BOJ relaxes cash-reserve policy
The Bank of Jamaica (BOJ) has cut by two percentage points the cash reserve requirements for Jamaican-dollar liabilities of deposit-taking institutions, moving it to 12 per cent, with a similar reduction in the liquid assets requirement.
The adjustment brings liquid assets that must be parked with the central bank to 26 per cent.
The policy change will effectively free up the supply of capital that banks can lend.
Foreign-exchange requirement for cash remains at nine per cent, and for liquid assets overall at 23 per cent.
"These adjustments form part of a general easing of monetary policy that is consistent with the improved outlook for inflation and the relatively weak demand conditions in the economy," the BOJ said in a release Thursday.
"The projected path for inflation for this fiscal year continues to trend towards the lower end of the target range of 7.5 per cent to 9.5 per cent."

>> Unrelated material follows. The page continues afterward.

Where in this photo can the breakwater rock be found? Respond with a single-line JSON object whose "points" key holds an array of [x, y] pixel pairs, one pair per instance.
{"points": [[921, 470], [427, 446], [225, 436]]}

The new requirements, which took effect July 1, will increase the pool of loanable funds by some $4.5 billion, the central bank said, easing credit conditions.
It is too early, market sources say, to determine whether the additional cash will push lenders to adjust base rates.
Four months ago, the central bank also made adjustments to foreigncash reserves and liquid assets requirements to 23 per cent, back to levels last seen in December 2008.
Stability in the foreign exchange market has been attributed to declining imports and strengthened foreign reserves at the central bank, due to the flow of funds under the International Monetary Fund loan agreement.
The downward trajectory on interest rates has been credited largely to the success of the Jamaica debt exchange programme.